Gosar’s office did not respond to a HuffPost request for comment on why he felt compelled to post the white nationalist group’s slogan ― especially since immediately after his controversial speech to the organization, he made a somewhat half-hearted effort to distance himself from it...

Rep. Liz Cheney (R-Wyo.) was one of the few Republicans in Congress who spoke out against Gosar, telling Politico: “I think the organization that [Gosar] spoke to is one that has expressed views that are clearly racist … This is not the kind of an organization or an event that other members of Congress should be participating in.”

HuffPost last week reached out to the offices of seven prominent Republican lawmakers to see if they’d denounce Gosar for speaking at Fuentes’ white nationalist conference in Florida. None responded.

And a very lengthy profile of "Stop the Steal" organizer Ali Alexander: How Republican Politics (And Twitter) Created Ali Alexander, The Man Behind ‘Stop The Steal’
 
Recent update from the investigation into Jan 6th participants:

Prosecutors disclosed the NCIS investigation results in part to rebut a letter of support from one of Hale-Cusanelli’s supervisors at NWS Earle, Sgt. John Getz, submitted by defense lawyers to support Hale-Cusanelli’s release on bond. In a two-page letter, Getz told the court that he was “appalled at how [Hale-Cusanelli] was slandered in the press in regards to him being a ‘white supremacist.’"
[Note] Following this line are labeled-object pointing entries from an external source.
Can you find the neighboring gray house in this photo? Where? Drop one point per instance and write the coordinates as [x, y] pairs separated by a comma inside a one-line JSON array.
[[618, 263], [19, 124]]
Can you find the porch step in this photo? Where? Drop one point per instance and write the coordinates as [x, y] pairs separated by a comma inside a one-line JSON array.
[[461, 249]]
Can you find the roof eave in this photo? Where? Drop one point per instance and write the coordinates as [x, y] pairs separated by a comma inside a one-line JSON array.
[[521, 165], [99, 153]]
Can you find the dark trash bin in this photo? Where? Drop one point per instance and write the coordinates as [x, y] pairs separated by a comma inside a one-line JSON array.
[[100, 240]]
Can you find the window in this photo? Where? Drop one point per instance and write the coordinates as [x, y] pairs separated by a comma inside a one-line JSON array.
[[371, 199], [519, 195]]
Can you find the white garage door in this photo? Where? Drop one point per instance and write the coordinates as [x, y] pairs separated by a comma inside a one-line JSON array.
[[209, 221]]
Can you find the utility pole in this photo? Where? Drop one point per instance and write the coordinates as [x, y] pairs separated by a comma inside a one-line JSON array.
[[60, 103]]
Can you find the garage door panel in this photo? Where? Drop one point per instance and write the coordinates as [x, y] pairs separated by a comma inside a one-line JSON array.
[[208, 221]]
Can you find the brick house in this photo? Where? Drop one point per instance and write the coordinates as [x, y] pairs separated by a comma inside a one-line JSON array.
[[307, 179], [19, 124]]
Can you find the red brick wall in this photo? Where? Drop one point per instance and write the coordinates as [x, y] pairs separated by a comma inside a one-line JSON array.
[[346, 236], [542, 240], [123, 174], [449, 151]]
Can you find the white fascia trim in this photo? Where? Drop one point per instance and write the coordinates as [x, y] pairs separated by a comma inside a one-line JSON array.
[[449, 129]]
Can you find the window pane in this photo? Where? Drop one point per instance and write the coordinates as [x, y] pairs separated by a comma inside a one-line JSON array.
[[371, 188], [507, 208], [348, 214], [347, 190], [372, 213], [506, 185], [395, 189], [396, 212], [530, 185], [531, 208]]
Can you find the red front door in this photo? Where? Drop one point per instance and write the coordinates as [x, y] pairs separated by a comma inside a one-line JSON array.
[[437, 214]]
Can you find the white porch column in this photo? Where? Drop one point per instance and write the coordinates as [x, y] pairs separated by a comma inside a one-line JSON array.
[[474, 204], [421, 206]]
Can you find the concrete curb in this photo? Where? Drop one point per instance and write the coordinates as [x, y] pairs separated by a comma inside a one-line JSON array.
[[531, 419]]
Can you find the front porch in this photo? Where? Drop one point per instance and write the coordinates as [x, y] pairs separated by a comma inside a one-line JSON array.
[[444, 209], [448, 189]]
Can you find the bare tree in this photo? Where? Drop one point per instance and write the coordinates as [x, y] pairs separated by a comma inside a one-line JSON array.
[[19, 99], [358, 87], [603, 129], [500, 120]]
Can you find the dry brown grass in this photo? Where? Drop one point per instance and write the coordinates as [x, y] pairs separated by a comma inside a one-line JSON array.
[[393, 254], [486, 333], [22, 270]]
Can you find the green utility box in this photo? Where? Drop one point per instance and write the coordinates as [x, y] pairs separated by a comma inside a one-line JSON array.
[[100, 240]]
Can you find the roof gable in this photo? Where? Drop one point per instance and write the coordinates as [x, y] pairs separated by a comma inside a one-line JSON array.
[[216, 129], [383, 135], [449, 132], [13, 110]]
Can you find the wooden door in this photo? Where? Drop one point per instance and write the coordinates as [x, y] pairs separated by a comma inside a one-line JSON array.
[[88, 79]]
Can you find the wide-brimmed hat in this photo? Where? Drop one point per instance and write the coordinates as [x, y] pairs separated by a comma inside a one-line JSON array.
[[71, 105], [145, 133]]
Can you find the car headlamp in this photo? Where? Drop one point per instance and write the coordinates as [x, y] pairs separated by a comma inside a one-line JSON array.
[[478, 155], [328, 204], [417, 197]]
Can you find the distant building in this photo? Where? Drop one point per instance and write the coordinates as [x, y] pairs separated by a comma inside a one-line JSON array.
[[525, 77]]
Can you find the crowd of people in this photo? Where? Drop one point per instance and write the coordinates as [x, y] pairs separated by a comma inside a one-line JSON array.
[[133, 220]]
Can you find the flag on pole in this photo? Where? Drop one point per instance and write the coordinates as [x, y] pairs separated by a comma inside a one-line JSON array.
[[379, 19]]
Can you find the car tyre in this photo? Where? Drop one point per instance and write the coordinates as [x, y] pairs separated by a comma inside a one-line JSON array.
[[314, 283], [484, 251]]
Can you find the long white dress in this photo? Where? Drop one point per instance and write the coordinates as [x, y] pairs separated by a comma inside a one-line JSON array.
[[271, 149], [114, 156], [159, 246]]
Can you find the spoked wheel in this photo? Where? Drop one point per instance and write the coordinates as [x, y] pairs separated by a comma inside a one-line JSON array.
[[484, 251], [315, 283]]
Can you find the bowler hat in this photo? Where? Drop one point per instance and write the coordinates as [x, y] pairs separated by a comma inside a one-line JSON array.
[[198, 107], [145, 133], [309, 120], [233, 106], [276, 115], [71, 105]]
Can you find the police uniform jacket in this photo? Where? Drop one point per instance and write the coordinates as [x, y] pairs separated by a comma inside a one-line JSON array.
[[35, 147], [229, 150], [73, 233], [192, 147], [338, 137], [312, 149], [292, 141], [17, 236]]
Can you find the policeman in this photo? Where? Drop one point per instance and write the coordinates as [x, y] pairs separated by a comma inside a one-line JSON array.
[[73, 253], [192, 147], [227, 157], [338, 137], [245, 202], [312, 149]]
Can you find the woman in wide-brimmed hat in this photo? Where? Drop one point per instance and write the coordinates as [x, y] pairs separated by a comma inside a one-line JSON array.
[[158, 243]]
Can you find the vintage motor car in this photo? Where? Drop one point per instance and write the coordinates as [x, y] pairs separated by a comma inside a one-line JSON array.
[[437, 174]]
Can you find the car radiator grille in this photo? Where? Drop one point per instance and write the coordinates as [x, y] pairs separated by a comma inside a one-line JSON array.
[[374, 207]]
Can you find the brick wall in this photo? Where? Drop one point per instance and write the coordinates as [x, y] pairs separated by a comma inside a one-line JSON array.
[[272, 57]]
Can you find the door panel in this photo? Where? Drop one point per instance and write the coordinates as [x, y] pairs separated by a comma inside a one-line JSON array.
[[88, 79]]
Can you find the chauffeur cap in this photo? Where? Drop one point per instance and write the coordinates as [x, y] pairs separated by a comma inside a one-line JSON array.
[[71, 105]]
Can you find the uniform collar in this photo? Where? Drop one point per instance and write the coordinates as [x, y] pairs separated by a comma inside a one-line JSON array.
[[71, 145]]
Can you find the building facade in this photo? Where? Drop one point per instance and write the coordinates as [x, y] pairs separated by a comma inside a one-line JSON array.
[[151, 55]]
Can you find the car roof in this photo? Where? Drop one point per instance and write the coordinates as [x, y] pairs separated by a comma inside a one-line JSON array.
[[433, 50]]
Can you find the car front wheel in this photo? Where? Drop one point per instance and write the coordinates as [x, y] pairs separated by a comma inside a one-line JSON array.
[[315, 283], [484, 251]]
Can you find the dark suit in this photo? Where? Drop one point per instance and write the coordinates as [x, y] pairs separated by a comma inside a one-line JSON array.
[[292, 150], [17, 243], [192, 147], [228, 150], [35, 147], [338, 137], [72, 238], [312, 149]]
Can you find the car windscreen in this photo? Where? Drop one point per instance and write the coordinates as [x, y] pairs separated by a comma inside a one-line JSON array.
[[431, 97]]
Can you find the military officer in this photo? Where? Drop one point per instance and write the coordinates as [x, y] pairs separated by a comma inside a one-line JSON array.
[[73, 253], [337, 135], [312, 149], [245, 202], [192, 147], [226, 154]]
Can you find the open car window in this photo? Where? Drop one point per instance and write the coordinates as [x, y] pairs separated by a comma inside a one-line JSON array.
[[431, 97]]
“I have never known him to be this way. I know that our co-workers would agree,” Getz wrote, adding “Never have I seen Mr. Hale treat any of his African-American co-workers differently than anybody else, nor have I heard any distasteful jokes or language leave his mouth.”
Oh, maybe this poor bloke was just misrepresented and misunderstood...
But prosecutors say Getz’ letter contradicts his own statements to NCIS investigators about Hale-Cusanelli’s conduct. Getz told NCIS that Hale-Cusanelli “would make racial jokes and wouldn’t be quiet about it.” He said he knew Hale-Cusanelli was a Nazi sympathizer and Holocaust denier but that “nothing about Hale-Cusanelli’s statements struck him as dangerous.”
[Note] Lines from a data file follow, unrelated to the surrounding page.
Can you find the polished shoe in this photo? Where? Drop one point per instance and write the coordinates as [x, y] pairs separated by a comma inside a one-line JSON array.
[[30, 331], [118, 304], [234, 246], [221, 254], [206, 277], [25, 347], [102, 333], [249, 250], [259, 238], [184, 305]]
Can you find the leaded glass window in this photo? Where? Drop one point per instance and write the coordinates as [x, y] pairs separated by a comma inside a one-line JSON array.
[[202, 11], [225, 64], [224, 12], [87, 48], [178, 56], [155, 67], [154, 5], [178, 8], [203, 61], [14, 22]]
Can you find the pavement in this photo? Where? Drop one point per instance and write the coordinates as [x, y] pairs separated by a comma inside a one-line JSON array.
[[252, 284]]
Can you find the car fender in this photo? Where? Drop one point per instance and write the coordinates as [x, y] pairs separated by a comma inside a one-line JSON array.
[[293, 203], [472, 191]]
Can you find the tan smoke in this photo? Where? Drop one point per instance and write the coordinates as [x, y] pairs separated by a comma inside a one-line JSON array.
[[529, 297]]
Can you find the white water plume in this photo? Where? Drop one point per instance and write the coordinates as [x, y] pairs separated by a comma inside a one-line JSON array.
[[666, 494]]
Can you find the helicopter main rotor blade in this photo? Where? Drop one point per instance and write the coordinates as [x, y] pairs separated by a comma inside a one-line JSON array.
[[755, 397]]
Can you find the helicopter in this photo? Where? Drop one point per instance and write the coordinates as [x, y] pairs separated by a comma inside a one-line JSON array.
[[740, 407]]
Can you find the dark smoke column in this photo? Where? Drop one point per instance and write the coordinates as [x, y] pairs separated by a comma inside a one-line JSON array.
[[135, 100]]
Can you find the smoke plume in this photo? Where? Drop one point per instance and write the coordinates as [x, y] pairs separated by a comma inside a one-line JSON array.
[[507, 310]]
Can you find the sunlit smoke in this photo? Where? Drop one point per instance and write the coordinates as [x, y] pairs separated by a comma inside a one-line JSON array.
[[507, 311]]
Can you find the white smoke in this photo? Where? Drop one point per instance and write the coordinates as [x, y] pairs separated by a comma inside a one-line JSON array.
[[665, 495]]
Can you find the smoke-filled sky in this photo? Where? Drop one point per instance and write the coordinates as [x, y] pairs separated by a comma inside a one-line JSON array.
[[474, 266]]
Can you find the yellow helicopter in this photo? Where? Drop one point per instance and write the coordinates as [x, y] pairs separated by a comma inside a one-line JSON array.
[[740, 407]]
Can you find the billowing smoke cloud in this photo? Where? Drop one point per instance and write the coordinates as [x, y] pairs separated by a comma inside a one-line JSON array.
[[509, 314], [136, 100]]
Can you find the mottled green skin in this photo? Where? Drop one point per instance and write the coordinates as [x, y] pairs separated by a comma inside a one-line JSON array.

Getz also recalled that Hale-Cusanelli would “walk up to new people and ask ‘You’re not Jewish, are you?’”

“He described Hale-Cussnelli’s demeanor as ‘joking but not,'” according to the summary of the report.
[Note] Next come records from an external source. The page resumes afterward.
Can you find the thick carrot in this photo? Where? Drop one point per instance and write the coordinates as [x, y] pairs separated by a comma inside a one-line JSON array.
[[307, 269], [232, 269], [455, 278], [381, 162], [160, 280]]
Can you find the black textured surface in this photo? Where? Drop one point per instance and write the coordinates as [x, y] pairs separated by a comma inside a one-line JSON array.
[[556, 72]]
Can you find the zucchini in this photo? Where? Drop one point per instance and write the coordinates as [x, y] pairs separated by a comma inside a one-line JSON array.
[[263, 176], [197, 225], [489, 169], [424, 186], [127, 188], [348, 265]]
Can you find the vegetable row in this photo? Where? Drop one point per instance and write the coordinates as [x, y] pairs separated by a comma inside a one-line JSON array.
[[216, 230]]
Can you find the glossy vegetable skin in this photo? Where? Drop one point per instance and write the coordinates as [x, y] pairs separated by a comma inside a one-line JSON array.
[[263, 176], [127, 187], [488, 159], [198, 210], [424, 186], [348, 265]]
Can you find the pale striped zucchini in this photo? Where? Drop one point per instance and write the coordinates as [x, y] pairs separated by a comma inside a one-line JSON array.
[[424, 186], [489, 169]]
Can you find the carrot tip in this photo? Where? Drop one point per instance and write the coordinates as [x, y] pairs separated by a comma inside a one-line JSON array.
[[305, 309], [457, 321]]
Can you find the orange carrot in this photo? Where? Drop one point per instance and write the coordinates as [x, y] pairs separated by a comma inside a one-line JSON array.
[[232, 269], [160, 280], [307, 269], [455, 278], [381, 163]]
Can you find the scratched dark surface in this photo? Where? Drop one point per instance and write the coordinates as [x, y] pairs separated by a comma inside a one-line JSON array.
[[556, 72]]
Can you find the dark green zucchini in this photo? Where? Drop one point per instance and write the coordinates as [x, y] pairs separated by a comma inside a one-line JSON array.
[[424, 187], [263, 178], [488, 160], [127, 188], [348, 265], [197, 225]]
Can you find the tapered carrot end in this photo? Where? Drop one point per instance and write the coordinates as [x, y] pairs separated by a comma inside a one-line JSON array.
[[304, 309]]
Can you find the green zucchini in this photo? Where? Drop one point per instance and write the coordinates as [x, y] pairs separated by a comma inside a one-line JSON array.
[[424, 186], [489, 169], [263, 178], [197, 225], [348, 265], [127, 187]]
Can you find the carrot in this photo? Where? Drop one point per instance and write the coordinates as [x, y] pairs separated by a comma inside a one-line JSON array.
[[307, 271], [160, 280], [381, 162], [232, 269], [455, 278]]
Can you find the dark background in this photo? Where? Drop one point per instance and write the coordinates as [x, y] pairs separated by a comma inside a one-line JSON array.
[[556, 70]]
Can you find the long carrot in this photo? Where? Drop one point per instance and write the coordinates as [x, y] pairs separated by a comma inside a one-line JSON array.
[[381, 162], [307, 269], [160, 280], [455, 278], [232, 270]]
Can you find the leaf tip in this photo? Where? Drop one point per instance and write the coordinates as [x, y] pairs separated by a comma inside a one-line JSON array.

... “Sergeant Getz stated that he did not feel compelled to include his observations of Defendant’s conduct, as reported to NCIS, in his letter to the Court,” prosecutors said. “Sergeant Getz elaborated that he wanted to ‘speak positively’ about Defendant for the bond hearing, and because he was not personally offended by Defendant’s conduct.”
Or maybe not. And, just to be clear, that conduct includes:
Of those interviewed, 34 agreed Hale-Cusanelli held “extremist or radical views pertaining to the Jewish people, minorities, and women.” One contractor colleague said he discussed his dislike for Jews every day. A supervisor told investigators she had to admonish him for sporting a “Hitler“ mustache (images of which prosecutors extracted from Hale-Cusanelli’s phone).
“A Navy Petty Officer stated that Defendant talked constantly about Jewish people and remembered Defendant saying ‘Hitler should have finished the job,’” according to prosecutors’ summary of the report.
 
‘Proud Boys chummy with cops’ shocker

 
Dunno if this should go in one of the corona/anti-vax threads, but suppose it works here:

Very "late period Saddam Hussein" vibe in that mugshot.

Think it goes fine in that covid thread, or in the “healthcare in the US” thread, but this thread seems an odd place for it.
 
Think it goes fine in that covid thread, or in the “healthcare in the US” thread, but this thread seems an odd place for it.
I mean, it's almost-but-not-quite a candidate for the "mass shootings" thread in that it falls under "weird Americans having access to lots of guns". I suppose we'll learn more as the case progresses, it might be that this guy is somehow unrelated to the alt-rightist/Q conspiracy ecosystem, but I would be very very surprised if that were to be the case.
 
Dunno if this should go in one of the corona/anti-vax threads, but suppose it works here:

Very "late period Saddam Hussein" vibe in that mugshot.

holy living fuck.
 
Did you edit that post? I got a notification email saying I'd been quoted that seemed to say your post was saying something completely different. :hmm:
 
2191_00196.JPG
 
Today in "legal advice you hopefully should not need": please do not do this.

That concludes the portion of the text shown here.